First you need to get the image shape as the box coordinates are in normalized form.
img_height, img_width, img_channel = image_np.shape
Then transform all the box coordinates to the absolute format
absolute_coord = []
THRESHOLD = 0.7 # adjust your threshold here
N = len(output_dict['detection_boxes'])
for i in range(N):
if output_dict['score'][i] < THRESHOLD:
continue
box = output_dict['detection_boxes']
ymin, xmin, ymax, xmax = box
x_up = int(xmin*img_width)
y_up = int(ymin*img_height)
x_down = int(xmax*img_width)
y_down = int(ymax*img_height)
absolute_coord.append((x_up,y_up,x_down,y_down))
Then you can use numpy slices to get the image area within the bounding box
bounding_box_img = []
for c in absolute_coord:
bounding_box_img.append(image_np[c[1]:c[3], c[0]:c[2],:])
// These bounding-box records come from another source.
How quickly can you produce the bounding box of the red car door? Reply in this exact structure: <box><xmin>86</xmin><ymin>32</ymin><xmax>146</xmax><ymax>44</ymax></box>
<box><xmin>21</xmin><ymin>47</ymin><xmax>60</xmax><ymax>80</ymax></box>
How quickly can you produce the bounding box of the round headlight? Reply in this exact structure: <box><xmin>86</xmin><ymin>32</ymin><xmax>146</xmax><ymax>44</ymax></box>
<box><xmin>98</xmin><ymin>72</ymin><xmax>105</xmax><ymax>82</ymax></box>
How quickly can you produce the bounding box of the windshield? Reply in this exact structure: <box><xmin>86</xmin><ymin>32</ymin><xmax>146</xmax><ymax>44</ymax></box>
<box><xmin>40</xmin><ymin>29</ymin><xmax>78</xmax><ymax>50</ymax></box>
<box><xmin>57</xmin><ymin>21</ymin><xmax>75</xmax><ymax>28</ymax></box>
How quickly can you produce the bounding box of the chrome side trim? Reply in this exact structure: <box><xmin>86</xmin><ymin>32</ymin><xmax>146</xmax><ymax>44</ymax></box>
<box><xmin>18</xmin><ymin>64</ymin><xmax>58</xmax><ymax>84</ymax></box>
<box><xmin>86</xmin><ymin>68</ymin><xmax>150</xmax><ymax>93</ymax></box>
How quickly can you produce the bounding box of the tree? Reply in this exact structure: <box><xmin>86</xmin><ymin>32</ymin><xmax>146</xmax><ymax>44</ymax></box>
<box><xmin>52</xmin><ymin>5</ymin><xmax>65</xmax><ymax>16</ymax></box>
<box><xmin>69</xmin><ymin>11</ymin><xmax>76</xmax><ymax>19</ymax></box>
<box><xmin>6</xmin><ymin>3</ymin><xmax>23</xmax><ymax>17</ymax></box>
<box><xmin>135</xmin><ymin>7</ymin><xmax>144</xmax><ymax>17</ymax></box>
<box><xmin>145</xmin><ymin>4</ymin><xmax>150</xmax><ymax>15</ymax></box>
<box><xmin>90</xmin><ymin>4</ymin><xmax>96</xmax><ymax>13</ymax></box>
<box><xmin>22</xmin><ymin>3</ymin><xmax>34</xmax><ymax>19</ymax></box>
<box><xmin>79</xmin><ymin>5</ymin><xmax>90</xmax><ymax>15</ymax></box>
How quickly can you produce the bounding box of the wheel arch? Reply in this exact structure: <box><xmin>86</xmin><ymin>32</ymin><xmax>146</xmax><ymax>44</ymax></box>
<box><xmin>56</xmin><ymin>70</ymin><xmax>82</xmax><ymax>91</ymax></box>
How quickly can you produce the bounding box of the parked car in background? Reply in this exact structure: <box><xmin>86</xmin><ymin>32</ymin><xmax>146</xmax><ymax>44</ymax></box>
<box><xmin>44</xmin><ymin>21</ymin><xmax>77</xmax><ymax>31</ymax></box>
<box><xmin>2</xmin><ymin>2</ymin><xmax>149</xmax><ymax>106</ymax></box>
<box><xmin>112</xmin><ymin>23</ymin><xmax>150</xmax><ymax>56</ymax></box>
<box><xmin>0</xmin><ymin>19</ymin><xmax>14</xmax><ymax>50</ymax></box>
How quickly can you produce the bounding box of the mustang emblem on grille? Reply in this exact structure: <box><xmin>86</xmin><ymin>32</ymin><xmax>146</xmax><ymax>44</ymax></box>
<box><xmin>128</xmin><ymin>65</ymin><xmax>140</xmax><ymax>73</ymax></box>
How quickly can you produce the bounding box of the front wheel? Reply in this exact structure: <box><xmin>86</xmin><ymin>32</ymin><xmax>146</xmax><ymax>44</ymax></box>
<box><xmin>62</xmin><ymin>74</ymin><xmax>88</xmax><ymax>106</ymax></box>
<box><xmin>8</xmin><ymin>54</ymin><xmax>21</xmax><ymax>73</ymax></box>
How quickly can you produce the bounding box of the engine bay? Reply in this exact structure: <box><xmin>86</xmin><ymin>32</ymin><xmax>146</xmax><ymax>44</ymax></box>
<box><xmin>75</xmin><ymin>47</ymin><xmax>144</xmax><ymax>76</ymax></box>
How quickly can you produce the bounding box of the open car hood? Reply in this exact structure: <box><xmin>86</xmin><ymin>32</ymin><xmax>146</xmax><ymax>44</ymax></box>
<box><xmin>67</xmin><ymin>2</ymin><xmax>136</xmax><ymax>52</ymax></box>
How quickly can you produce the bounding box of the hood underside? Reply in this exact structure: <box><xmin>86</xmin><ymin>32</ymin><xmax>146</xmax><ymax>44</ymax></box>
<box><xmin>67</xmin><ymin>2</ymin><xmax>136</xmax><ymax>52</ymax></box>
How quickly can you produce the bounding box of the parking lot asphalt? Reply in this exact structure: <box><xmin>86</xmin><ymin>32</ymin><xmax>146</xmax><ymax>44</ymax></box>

Then just save all the numpy arrays in bounding_box_img
as images. When saving you might need to change the shape as the img is in shape [img_height, img_width, img_channel]. Also you can even filter out all detections with low confidence scores if you use the score array.
PS: i might have messed up with img_height
and img_width
but these should give you a starting point.